CS 4445 B Term 2010

Computer Science Department

CS 4445 Data Mining and Knowledge Discovery in Databases - B Term 2010
Homework and Project 3: Classification Rules and Instance Based Learning

PROF. CAROLINA RUIZ

DUE DATES: Tuesday, Nov. 23, 8:00 am (electronic submission) and 11:00 am (hardcopy submission)

Homework and Project Objectives
Homework Assignment
Project Assignment

HOMEWORK AND PROJECT OBJECTIVES

The purpose of this project is multi-fold:

To gain experience with rule-based classifiers.
To gain experience with instance-based classifiers.
To gain experience with cost-sensitive classification.

HOMEWORK AND PROJECT ASSIGNMENTS

Readings: Read in great detail Sections 5.1 and 5.2 of your textbook.
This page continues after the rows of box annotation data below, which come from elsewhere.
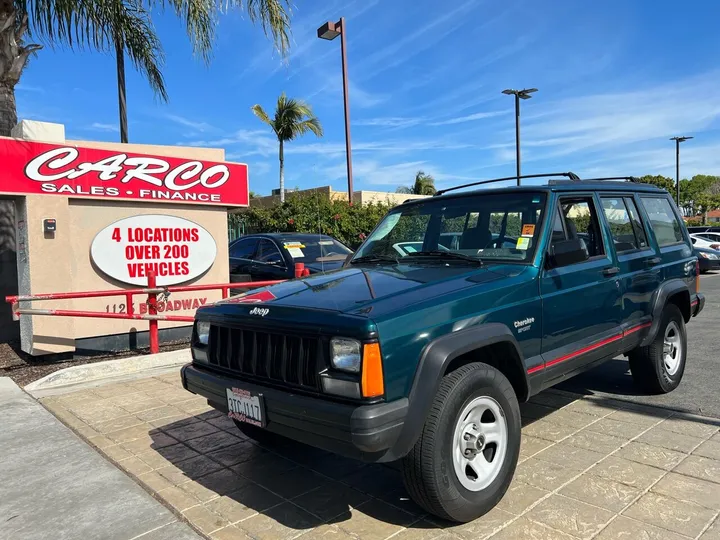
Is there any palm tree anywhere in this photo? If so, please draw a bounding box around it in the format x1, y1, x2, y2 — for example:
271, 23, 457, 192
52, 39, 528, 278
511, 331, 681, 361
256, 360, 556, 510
395, 171, 437, 195
0, 0, 290, 136
252, 92, 323, 202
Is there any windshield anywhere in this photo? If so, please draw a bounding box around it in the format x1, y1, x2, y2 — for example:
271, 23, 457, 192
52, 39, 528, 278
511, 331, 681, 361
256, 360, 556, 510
353, 192, 546, 262
279, 236, 352, 264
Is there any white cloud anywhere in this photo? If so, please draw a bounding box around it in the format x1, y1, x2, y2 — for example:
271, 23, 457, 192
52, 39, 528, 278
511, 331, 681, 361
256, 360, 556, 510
430, 111, 509, 126
353, 116, 424, 128
523, 72, 720, 156
163, 113, 215, 133
358, 0, 478, 75
88, 122, 120, 133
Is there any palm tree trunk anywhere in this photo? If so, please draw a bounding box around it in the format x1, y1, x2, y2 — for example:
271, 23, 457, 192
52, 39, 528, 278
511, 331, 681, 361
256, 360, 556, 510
0, 83, 17, 137
280, 140, 285, 203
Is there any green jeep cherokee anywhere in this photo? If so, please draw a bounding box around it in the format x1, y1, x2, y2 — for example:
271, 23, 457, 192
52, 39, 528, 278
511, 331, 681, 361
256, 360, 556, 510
182, 173, 705, 522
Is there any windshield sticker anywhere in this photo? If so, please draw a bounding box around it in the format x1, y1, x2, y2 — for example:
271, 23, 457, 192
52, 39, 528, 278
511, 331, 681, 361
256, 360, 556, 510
515, 236, 530, 251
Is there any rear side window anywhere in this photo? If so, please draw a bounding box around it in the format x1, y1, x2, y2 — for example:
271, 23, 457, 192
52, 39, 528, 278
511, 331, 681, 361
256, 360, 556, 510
553, 198, 605, 257
602, 197, 647, 253
230, 238, 257, 259
640, 197, 683, 247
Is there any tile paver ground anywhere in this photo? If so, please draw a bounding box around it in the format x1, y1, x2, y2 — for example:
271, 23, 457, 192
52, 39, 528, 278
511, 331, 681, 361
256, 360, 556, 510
42, 373, 720, 540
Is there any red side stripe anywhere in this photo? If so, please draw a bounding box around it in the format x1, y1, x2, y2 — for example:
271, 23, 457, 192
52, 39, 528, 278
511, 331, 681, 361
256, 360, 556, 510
528, 322, 652, 374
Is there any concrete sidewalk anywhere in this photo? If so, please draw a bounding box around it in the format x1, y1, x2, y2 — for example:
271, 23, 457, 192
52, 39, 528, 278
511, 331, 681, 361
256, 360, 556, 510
36, 372, 720, 540
0, 377, 200, 540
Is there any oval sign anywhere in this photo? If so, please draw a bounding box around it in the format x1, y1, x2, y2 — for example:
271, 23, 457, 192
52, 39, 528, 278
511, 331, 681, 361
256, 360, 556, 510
90, 214, 217, 286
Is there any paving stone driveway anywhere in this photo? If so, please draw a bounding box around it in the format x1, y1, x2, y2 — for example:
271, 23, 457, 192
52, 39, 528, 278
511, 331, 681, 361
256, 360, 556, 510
42, 373, 720, 540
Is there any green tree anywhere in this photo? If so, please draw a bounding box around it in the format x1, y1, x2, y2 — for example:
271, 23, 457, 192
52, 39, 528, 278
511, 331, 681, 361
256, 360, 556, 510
395, 171, 437, 195
640, 174, 675, 193
252, 92, 323, 202
0, 0, 290, 136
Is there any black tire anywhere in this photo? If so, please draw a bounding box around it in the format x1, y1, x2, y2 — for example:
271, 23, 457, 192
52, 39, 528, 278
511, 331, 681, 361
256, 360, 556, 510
402, 363, 521, 522
628, 304, 687, 394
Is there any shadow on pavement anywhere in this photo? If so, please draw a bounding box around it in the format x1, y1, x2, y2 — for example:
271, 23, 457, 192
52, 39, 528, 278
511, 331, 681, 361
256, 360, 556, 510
150, 388, 720, 535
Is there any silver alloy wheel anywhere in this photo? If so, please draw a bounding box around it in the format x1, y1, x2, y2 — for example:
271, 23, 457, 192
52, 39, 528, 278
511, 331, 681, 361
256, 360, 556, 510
663, 321, 682, 377
452, 396, 508, 491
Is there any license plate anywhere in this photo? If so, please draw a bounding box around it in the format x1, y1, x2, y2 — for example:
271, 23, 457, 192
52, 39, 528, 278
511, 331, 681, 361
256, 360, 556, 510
226, 388, 265, 427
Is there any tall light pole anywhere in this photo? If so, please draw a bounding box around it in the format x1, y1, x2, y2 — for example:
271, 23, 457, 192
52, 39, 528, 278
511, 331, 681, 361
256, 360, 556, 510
503, 88, 537, 186
670, 137, 693, 208
318, 17, 353, 204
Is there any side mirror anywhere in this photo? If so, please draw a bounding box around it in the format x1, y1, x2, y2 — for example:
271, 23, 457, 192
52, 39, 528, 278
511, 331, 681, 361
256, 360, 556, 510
547, 238, 590, 268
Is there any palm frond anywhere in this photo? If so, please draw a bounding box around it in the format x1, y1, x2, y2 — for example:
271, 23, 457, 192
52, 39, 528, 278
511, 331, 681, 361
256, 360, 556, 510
145, 0, 218, 63
233, 0, 292, 57
293, 118, 323, 138
24, 0, 168, 101
250, 105, 275, 129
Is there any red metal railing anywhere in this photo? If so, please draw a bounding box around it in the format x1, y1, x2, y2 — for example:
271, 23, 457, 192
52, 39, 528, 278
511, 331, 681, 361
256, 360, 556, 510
5, 263, 308, 353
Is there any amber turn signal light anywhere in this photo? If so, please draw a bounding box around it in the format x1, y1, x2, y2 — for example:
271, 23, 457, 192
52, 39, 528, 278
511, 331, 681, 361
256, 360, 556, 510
362, 343, 385, 397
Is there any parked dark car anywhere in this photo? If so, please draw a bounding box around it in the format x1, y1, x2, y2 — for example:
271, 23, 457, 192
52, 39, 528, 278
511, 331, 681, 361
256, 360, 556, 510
229, 233, 352, 283
688, 225, 720, 234
182, 173, 711, 522
693, 247, 720, 274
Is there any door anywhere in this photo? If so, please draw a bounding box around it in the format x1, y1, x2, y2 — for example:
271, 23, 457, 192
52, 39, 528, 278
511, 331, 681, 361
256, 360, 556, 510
0, 199, 20, 343
230, 238, 258, 283
536, 194, 622, 386
250, 238, 292, 281
600, 194, 661, 343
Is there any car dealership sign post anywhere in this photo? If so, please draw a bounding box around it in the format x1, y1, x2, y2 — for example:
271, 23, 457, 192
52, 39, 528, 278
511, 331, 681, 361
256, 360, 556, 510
0, 139, 249, 206
90, 215, 217, 286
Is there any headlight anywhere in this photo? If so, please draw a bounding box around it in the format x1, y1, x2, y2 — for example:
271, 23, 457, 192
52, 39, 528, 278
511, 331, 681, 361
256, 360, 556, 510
195, 321, 210, 345
330, 338, 361, 373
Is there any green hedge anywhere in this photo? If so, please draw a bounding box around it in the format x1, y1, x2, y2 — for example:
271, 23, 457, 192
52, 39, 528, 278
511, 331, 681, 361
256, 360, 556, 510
228, 193, 393, 249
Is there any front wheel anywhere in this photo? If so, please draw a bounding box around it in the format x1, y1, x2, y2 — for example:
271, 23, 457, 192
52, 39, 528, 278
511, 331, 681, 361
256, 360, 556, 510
402, 363, 521, 522
628, 304, 687, 394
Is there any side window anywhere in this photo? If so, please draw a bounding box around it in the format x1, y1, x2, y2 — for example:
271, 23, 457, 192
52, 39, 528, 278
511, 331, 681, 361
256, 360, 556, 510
602, 197, 647, 253
230, 238, 257, 259
625, 197, 649, 249
255, 239, 285, 265
640, 197, 683, 247
560, 197, 605, 257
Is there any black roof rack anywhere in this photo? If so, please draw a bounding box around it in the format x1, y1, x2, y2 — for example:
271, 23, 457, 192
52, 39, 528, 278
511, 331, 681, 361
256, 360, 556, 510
435, 172, 580, 195
548, 176, 642, 184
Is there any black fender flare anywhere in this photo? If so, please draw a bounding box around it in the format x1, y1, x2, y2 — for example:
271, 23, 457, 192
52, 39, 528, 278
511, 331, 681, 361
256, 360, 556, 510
386, 323, 529, 460
640, 279, 691, 347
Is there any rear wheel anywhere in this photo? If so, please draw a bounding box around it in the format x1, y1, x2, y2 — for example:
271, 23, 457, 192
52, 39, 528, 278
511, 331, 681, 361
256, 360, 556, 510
402, 363, 520, 522
628, 304, 687, 394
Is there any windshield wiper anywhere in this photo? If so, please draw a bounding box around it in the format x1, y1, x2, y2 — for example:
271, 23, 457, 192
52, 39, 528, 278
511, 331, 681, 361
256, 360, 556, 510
405, 249, 483, 266
350, 255, 398, 264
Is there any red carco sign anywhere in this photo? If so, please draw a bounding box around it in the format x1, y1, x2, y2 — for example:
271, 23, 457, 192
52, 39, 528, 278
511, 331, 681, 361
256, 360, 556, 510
0, 139, 249, 206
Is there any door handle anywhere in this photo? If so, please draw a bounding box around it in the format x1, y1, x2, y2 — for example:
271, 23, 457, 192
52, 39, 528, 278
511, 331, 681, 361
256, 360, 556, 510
603, 266, 620, 277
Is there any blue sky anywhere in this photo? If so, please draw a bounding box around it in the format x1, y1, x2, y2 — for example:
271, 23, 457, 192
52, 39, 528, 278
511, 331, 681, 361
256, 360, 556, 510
17, 0, 720, 194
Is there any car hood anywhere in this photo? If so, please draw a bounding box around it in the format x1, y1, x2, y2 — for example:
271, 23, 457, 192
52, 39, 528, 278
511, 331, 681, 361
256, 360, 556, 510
217, 264, 525, 315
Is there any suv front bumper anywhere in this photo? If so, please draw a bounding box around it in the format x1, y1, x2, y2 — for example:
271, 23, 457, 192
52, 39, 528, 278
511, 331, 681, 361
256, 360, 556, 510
181, 364, 408, 462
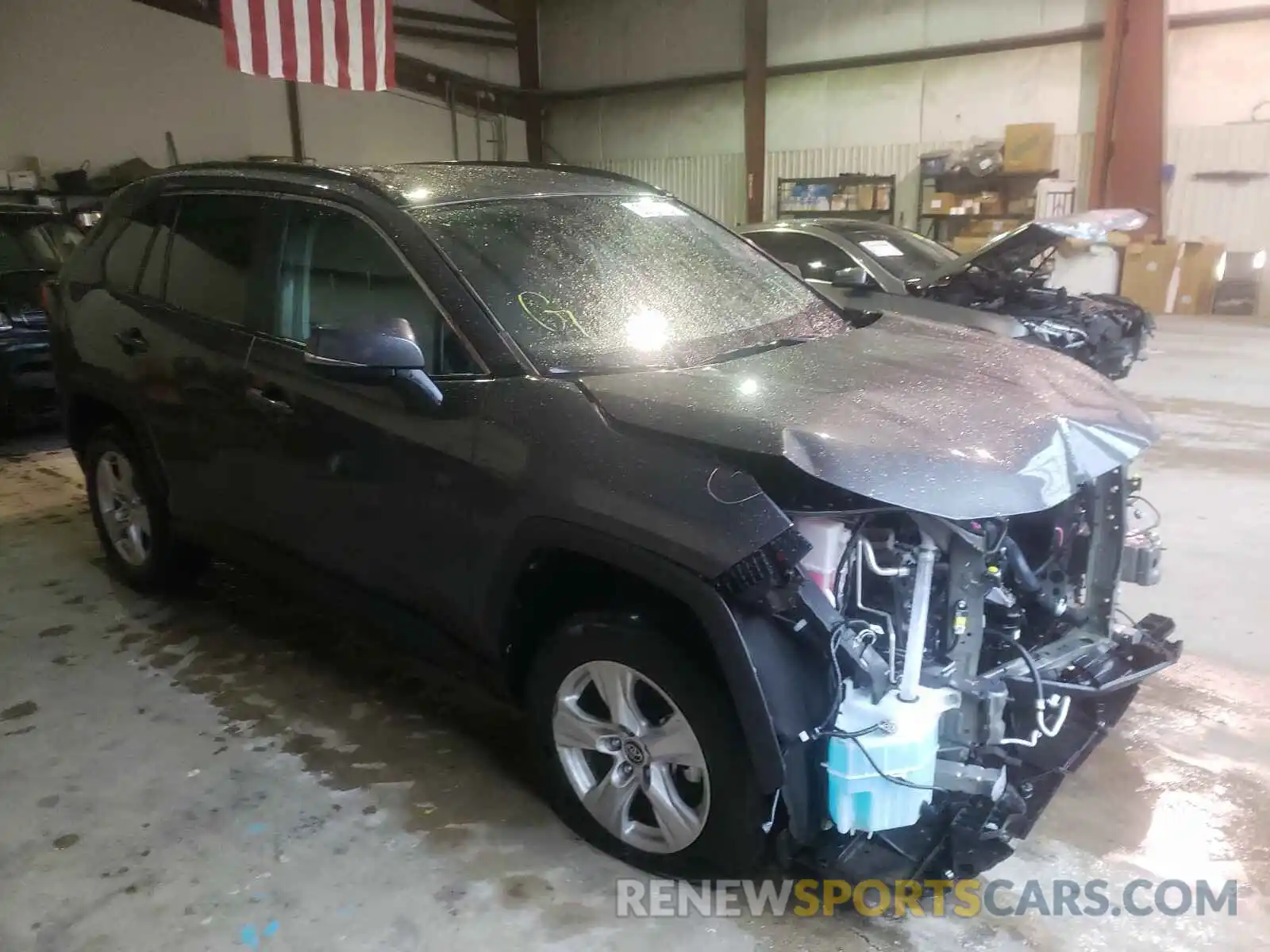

This project consists of two parts:

Part I. INDIVIDUAL HOMEWORK ASSIGNMENT

See Solutions to this homework assignment by Yutao Wang.

Consider the following dataset, adapted from the Shuttle Landing Control Data Set available at the The University of California Irvine (UCI) Machine Learning Data Repository. Visit those webpages above to learn more about this dataset.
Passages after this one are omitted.